Hanno ucciso l’Uomo Ragno – La leggendaria storia degli 883
Sky e NOW
Effetto nostalgia degli anni ’90? Sicuramente. Ma la serie by Sydney Sibilia sulla storia degli 883 è arrivata a tutti in modo così dritto perché punta su qualcosa di universalissimo: il ritratto di una provincia da cui “con un deca non si può andar via” e che sta troppo stretta a due antieroi, due “sfigati” di Pavia che non hanno mai mollato, nonostante tutto e tutti, finché il loro sogno impossibile non è diventato realtà. E di conseguenza un pezzo di musica e cultura pop del nostro Paese. Oltre a scrittura e regia, il merito del successo va ai due protagonisti: l’esordiente Elia Nuzzolo nei panni di Max Pezzali e Matteo Oscar Giuggioli in quelli di Mauro Repetto.
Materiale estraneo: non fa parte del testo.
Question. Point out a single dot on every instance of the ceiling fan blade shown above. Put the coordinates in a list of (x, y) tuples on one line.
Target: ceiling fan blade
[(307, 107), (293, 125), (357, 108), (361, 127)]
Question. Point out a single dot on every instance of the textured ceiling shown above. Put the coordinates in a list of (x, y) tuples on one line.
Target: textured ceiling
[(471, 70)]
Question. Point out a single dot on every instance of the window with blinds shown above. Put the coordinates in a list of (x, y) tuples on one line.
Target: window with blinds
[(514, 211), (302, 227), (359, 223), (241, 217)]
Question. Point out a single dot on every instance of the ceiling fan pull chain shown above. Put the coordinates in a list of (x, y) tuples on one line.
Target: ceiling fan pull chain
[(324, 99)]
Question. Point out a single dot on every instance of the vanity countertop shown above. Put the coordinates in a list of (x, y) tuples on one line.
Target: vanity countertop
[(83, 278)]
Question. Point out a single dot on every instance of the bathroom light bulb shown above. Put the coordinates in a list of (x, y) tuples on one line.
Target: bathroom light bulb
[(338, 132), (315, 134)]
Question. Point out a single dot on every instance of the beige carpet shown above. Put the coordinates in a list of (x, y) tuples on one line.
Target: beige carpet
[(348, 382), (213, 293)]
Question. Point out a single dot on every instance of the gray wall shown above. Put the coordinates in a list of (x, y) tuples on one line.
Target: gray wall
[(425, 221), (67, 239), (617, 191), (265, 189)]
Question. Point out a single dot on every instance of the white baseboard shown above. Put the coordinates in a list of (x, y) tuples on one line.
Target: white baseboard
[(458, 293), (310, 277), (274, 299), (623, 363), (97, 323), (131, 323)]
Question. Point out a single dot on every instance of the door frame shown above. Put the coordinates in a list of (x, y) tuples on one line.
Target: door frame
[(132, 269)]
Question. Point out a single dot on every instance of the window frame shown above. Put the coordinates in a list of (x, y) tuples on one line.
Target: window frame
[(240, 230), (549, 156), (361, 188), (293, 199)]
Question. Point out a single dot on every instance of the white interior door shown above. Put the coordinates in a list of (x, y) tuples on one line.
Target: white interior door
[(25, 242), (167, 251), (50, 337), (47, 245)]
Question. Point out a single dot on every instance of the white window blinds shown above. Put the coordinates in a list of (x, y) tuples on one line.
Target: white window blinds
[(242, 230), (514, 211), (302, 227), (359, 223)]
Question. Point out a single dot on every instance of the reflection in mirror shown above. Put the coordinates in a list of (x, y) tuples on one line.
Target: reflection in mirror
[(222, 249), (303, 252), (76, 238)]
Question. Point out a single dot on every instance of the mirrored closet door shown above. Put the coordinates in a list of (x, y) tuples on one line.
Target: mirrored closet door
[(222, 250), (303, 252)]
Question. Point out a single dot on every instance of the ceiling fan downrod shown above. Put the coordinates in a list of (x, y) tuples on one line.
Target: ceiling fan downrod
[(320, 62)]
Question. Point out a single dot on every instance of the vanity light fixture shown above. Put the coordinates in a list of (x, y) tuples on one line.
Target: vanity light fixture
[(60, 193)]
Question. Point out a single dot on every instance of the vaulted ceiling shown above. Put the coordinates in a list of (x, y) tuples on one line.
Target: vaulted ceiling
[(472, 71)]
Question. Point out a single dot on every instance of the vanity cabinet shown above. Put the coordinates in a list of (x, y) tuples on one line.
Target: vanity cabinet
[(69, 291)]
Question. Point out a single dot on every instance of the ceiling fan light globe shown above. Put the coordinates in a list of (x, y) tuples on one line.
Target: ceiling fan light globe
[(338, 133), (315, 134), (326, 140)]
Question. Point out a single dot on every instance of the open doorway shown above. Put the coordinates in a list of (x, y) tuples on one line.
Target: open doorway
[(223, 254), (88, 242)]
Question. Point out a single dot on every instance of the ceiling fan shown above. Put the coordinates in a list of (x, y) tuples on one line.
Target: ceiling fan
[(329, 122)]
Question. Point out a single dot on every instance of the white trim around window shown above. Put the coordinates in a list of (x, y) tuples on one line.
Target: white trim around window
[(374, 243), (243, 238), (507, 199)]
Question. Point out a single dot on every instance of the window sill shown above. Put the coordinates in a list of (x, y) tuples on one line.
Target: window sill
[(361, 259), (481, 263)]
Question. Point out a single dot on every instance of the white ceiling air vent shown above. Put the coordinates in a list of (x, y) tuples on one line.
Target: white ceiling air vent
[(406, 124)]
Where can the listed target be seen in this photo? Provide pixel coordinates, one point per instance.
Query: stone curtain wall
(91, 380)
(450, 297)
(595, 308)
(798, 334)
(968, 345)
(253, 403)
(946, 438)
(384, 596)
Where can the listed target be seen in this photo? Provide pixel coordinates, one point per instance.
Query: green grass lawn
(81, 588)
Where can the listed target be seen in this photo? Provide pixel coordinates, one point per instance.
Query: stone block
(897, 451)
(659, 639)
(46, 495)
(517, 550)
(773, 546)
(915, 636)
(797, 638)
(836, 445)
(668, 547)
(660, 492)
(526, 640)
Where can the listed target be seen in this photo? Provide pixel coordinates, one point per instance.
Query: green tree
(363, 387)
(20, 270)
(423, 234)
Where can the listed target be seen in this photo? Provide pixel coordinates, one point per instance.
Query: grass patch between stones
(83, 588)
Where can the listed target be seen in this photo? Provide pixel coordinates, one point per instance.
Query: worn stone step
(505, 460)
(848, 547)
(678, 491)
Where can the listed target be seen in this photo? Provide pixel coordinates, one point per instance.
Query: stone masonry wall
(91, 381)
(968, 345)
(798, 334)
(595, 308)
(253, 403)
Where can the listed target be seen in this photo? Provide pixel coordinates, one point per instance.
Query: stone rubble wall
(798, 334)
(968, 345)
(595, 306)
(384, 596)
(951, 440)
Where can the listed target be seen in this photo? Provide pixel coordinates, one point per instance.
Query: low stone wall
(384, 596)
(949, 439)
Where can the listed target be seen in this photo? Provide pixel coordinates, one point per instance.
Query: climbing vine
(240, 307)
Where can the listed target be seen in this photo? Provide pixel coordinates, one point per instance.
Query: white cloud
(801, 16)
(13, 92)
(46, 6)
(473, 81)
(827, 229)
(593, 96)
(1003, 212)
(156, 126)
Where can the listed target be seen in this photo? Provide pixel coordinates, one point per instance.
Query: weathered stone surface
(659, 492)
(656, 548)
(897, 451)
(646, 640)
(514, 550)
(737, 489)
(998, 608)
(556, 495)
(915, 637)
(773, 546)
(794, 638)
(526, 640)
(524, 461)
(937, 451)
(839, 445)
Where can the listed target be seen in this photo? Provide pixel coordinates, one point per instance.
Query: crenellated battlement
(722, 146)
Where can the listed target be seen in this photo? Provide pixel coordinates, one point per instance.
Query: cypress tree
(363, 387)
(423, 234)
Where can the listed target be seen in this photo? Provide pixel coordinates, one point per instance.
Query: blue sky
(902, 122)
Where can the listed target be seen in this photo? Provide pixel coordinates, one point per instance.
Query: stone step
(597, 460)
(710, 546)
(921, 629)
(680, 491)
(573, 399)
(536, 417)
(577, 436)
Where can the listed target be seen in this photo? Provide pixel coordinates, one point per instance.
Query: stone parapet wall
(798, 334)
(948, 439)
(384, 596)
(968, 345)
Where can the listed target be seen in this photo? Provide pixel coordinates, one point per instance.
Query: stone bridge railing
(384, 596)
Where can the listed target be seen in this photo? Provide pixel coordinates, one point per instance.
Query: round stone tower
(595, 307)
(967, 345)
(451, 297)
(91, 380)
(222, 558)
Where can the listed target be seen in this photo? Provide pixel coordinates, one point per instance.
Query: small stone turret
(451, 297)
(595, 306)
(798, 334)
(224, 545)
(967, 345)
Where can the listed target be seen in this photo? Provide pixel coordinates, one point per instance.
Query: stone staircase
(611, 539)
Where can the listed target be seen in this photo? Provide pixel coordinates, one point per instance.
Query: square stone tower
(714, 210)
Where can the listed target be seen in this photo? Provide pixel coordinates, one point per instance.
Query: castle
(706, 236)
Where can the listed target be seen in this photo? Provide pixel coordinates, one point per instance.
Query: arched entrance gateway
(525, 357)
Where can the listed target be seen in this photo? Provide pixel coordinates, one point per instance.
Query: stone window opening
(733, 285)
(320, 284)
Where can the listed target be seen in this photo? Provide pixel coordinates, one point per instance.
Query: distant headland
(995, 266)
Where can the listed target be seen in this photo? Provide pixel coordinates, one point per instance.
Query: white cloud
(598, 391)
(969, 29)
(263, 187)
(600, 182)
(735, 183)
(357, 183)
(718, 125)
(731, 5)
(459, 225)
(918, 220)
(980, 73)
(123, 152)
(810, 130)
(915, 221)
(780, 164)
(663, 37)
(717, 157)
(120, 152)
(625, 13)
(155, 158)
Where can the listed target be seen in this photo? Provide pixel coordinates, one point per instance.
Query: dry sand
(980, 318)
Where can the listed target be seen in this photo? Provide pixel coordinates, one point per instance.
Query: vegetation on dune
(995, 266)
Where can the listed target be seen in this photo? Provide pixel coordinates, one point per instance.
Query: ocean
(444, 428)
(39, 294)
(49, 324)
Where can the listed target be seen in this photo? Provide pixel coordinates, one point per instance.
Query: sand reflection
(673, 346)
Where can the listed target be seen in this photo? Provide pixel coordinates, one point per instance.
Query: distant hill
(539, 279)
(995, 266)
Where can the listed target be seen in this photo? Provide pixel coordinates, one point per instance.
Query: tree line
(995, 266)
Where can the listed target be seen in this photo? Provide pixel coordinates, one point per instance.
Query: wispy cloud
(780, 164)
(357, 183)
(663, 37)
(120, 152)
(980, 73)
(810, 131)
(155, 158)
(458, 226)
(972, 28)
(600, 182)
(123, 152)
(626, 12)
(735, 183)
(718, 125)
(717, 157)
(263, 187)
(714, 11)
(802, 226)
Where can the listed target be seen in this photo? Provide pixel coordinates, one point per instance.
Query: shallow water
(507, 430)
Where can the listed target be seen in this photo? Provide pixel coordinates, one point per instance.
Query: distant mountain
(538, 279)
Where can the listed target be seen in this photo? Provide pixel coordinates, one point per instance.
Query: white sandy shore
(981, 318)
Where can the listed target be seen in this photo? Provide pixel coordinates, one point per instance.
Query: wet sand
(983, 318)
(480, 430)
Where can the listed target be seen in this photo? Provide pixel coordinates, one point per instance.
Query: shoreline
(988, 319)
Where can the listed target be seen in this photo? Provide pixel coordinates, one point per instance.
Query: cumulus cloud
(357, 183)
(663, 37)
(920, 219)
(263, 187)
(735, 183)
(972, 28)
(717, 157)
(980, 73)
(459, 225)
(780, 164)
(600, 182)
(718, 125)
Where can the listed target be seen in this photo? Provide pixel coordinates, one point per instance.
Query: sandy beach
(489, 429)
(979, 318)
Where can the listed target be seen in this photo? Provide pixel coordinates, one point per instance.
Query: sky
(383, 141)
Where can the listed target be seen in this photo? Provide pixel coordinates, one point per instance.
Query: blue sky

Giusti che più giusti non si può.
Prisma 2
Prime Video
La seconda stagione della creatura di Ludovico Bessegato costruisce magnificamente la tensione tra i suoi protagonisti (Mattia Carrano e Lorenzo Zurzolo, ma non solo) ed è più che mai “di regia”, si fida della narrazione, lascia parlare le immagini, non ha mai paura dei vuoti, anzi se li gusta, invece di cercare la frase ad effetto come vorrebbero gli stilemi del teen drama. Eppure c’è anche più concretezza rispetto al primo capitolo, più trama, ma mai a discapito di una certa poesia. Prisma un teen drama non lo è più, forse non lo è mai stato, nella sua anima di romanzo di formazione che l’adolescenza vuole raccontarla con il respiro corale della saga. Vogliamo vedere di più.
The Bad Guy 2
Prime Video
Il segreto di quel meraviglioso “buddellu” di Bad Guy 2 è che, ancora una volta, non sottovaluta il pubblico, anzi, lo sfida, lo confonde anche (cit. Goethe via Stasi&Fontana). La storia del magistrato siciliano (su le mani per Luigi Lo Cascio) che viene accusato di essere colluso e allora il mafioso si mette a farlo per davvero continua a essere libera, scatenata, deliberatamente cool, guardando sempre a un certo cinema – dai Coen a Tarantino, da Scorsese a Guy Ritchie – ma con un’ingegnosità tutta italiana. Al centro della seconda stagione c’è il ritrovamento del mitico archivio del Capo dei Capi, che contiene le intercettazioni tra il boss e pezzi grossi dello Stato. Grottesca o iperrealista? “Come è profondo il mare”, canta Lucio Dalla. Una delle cose migliori viste in Italia negli ultimi anni, senza distinzioni tra serialità e cinema.
Dostoevskij
Sky e NOW
Di nuovo: cinema? Serie? Tutto, e il contrario di tutto: non esiste niente nel nostro panorama come Dostoevskij. «Un filmone» più che una serie, come dicono gli stessi Fratellacci. L’untrue detective Enzo Vitello (gigantesco Filippo Timi) deve indagare, in un’imprecisata provincia metafisica, sui delitti di un serial killer che si firma appunto Dostoevskij. Ma anche su “questa assurda malattia di vivere” che lo riporta a interrogarsi sui suoi fantasmi, sul rapporto con la figlia Ambra (gigantesca Carlotta Gamba), sul suo riconoscersi, o disconoscersi, come poliziotto, padre, uomo. Un noir cupo e crudissimo, che va alle origini stesse della violenza. Un sottosuolo dove vive fortissimo il cinema (e l’idea di cinema) dei D’Innocenzo.